The containers lost from a vessel sailing up the coast of the North West of Spain a few months ago have started to release their hazardous contents.
Billions of nurdles, the raw material for plastic production, started to appear in the North Western Atlantic Coast of Spain. Tide and wind-driven movement of these releases have now spread the nurdle pollution along the Northern Bay of Biscay coast of Spain. In all 250 km of beaches and coastlines have been impacted. Worryingly we are only at the start of the incident.
As ever in these incidents it is not clear who is liable so the question of who pays has come to the fore. Regional Government is pushing the National Government to pay for the cleanup saying that as the source of the loss is not known it is a failure in National Government surveillance. In the meantime, the affected Spanish regions are implementing the best response they can. The autonomous Basque region has triggered its ISASERZA contingency plan should these nurdles reach their regions that have so far not been impacted. In Asturias and Galicia, a mix of volunteers state employees and subcontractors are working together to manage the impact.

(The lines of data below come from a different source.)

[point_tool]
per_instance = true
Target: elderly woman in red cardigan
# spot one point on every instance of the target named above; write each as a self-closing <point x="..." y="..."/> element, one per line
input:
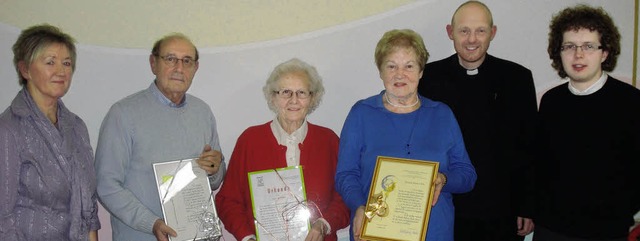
<point x="293" y="91"/>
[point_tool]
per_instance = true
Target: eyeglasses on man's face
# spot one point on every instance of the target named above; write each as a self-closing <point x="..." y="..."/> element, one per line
<point x="587" y="48"/>
<point x="171" y="61"/>
<point x="286" y="94"/>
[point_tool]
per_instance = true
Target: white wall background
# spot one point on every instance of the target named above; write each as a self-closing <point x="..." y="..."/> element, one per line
<point x="230" y="79"/>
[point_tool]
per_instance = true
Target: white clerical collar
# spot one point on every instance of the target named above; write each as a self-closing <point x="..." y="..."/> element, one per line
<point x="592" y="89"/>
<point x="469" y="71"/>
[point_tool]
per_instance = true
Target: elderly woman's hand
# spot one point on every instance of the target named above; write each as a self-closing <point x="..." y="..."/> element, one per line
<point x="440" y="181"/>
<point x="357" y="222"/>
<point x="317" y="232"/>
<point x="210" y="160"/>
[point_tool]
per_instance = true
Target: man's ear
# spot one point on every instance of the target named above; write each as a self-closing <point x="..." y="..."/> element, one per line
<point x="494" y="29"/>
<point x="153" y="63"/>
<point x="450" y="31"/>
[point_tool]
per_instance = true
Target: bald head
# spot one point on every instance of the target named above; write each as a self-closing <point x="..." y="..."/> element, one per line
<point x="471" y="30"/>
<point x="472" y="8"/>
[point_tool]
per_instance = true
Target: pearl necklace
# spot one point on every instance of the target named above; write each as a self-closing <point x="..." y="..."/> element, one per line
<point x="402" y="106"/>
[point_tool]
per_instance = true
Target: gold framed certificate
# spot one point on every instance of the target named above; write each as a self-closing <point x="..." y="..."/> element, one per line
<point x="187" y="202"/>
<point x="278" y="198"/>
<point x="399" y="201"/>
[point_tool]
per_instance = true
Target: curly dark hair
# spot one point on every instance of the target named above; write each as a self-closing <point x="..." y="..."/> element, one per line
<point x="583" y="17"/>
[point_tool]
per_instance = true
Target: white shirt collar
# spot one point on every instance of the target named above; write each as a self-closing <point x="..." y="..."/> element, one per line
<point x="290" y="141"/>
<point x="593" y="88"/>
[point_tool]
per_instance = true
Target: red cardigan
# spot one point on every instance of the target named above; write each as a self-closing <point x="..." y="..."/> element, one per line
<point x="257" y="149"/>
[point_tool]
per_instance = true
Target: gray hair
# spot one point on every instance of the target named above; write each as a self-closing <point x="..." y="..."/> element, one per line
<point x="291" y="66"/>
<point x="157" y="46"/>
<point x="35" y="39"/>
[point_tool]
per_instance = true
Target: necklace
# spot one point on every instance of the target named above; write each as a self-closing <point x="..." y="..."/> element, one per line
<point x="402" y="106"/>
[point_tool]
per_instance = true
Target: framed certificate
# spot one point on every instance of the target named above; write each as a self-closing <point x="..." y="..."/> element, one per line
<point x="400" y="197"/>
<point x="278" y="198"/>
<point x="187" y="201"/>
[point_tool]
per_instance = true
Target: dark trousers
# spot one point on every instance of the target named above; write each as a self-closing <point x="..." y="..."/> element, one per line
<point x="498" y="229"/>
<point x="543" y="234"/>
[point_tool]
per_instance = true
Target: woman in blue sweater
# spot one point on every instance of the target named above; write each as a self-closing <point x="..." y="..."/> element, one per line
<point x="400" y="123"/>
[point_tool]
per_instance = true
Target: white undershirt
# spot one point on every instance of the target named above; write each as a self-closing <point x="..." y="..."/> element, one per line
<point x="290" y="141"/>
<point x="593" y="88"/>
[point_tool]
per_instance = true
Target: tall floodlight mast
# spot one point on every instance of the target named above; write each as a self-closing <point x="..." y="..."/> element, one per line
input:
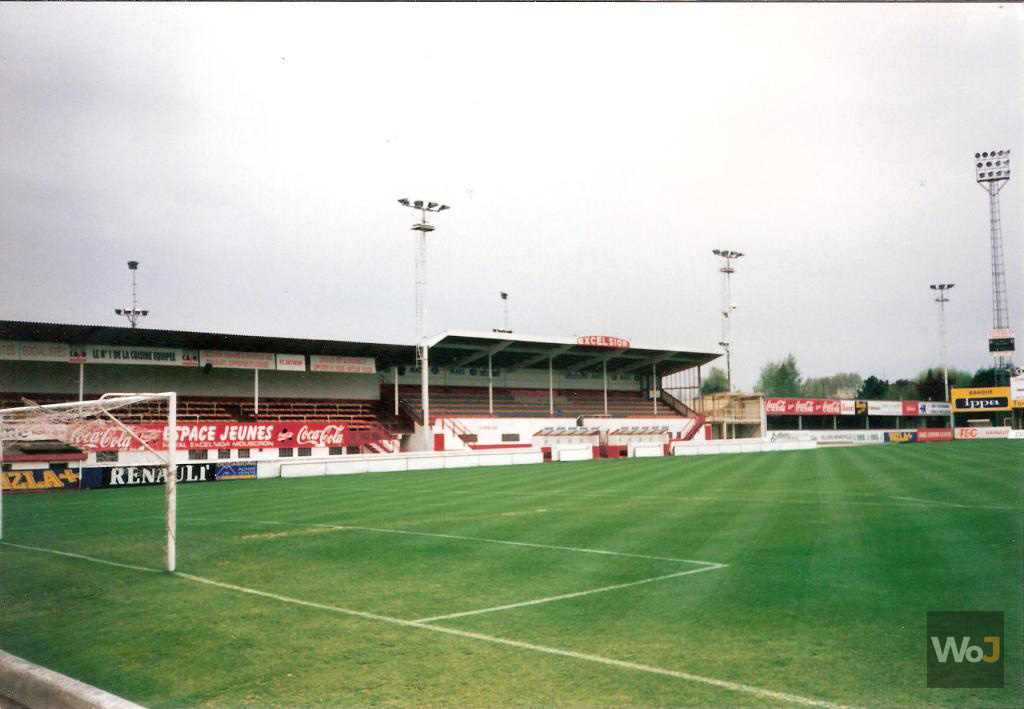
<point x="132" y="314"/>
<point x="421" y="256"/>
<point x="941" y="289"/>
<point x="992" y="172"/>
<point x="728" y="256"/>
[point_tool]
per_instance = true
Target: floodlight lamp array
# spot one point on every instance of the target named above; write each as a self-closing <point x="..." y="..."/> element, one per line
<point x="991" y="165"/>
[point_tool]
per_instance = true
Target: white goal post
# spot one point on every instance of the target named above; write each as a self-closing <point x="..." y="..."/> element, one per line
<point x="54" y="422"/>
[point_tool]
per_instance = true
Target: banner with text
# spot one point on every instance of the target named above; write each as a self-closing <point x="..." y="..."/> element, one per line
<point x="981" y="399"/>
<point x="342" y="365"/>
<point x="228" y="360"/>
<point x="983" y="432"/>
<point x="109" y="436"/>
<point x="240" y="470"/>
<point x="934" y="434"/>
<point x="803" y="407"/>
<point x="885" y="409"/>
<point x="131" y="475"/>
<point x="38" y="481"/>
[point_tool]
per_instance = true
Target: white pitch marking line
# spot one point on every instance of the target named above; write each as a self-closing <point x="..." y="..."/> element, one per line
<point x="734" y="686"/>
<point x="459" y="537"/>
<point x="930" y="502"/>
<point x="528" y="544"/>
<point x="82" y="556"/>
<point x="538" y="601"/>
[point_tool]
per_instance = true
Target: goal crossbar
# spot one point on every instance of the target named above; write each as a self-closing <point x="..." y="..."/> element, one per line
<point x="23" y="423"/>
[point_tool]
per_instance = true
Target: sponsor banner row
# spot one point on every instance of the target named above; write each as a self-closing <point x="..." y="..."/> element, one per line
<point x="170" y="357"/>
<point x="835" y="407"/>
<point x="981" y="399"/>
<point x="920" y="435"/>
<point x="95" y="435"/>
<point x="123" y="476"/>
<point x="969" y="433"/>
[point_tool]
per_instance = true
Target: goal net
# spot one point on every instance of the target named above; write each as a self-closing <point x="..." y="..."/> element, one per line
<point x="73" y="422"/>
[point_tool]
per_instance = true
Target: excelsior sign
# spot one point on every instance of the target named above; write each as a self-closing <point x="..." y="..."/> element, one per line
<point x="109" y="436"/>
<point x="603" y="341"/>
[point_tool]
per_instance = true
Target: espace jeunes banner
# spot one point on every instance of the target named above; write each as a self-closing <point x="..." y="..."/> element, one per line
<point x="108" y="436"/>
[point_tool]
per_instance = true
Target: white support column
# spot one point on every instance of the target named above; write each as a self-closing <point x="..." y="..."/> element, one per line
<point x="764" y="417"/>
<point x="653" y="385"/>
<point x="551" y="387"/>
<point x="425" y="386"/>
<point x="1" y="477"/>
<point x="604" y="372"/>
<point x="171" y="480"/>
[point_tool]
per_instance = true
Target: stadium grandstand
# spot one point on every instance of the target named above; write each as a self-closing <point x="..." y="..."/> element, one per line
<point x="330" y="398"/>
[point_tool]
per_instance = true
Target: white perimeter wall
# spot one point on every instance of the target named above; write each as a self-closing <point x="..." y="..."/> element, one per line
<point x="488" y="430"/>
<point x="55" y="377"/>
<point x="522" y="379"/>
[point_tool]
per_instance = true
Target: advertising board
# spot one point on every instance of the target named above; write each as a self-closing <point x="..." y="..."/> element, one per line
<point x="983" y="432"/>
<point x="803" y="407"/>
<point x="95" y="435"/>
<point x="38" y="481"/>
<point x="981" y="399"/>
<point x="885" y="409"/>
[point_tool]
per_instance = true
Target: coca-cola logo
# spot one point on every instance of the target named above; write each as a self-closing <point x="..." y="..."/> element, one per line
<point x="805" y="407"/>
<point x="328" y="435"/>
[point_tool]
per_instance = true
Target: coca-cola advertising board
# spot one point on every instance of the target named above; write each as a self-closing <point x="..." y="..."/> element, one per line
<point x="803" y="407"/>
<point x="108" y="436"/>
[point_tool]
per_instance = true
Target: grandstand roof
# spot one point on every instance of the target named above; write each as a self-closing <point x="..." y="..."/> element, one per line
<point x="450" y="348"/>
<point x="512" y="351"/>
<point x="386" y="355"/>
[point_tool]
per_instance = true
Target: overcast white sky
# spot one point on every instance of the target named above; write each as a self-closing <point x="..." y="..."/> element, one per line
<point x="251" y="157"/>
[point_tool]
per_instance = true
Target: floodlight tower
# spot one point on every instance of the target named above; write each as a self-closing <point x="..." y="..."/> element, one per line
<point x="421" y="255"/>
<point x="132" y="314"/>
<point x="941" y="289"/>
<point x="992" y="172"/>
<point x="728" y="256"/>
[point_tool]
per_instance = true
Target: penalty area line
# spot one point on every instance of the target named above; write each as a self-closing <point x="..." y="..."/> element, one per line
<point x="563" y="596"/>
<point x="546" y="650"/>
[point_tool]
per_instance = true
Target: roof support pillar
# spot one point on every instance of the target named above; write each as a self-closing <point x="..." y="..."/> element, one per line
<point x="604" y="376"/>
<point x="425" y="387"/>
<point x="653" y="385"/>
<point x="551" y="386"/>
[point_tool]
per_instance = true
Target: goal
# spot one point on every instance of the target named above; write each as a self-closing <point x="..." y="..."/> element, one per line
<point x="71" y="421"/>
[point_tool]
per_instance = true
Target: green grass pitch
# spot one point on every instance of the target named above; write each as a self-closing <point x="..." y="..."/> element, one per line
<point x="747" y="580"/>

This has put pressure on EU lawmakers who are aware that 176,000 tons of these pellets are released into the seas each year. Joao Albuquerque, the EU Parliament’s lead negotiator on the new law, on Thursday, said he had proposed expanding the requirements for companies to prevent spills to also include the shipping sector – particularly after the incident in Galicia
“This has become extremely urgent. These dramas are almost always avoidable,” Albuquerque told an EU Parliament committee meeting.
His proposal would also expand the law to cover not only pellets but the plastic flakes, powders and dust used to manufacture products.
The Parliament is racing to agree on its negotiating position, to give talks with EU countries to finish the law a chance of concluding before the EU elections in June.
The European Commission said its original proposal for the law omitted maritime transport because environmental issues in international shipping are handled by the International Maritime Organization. It suggested, however, that the law could be strengthened to at least cover plastic pollution from journeys within the EU.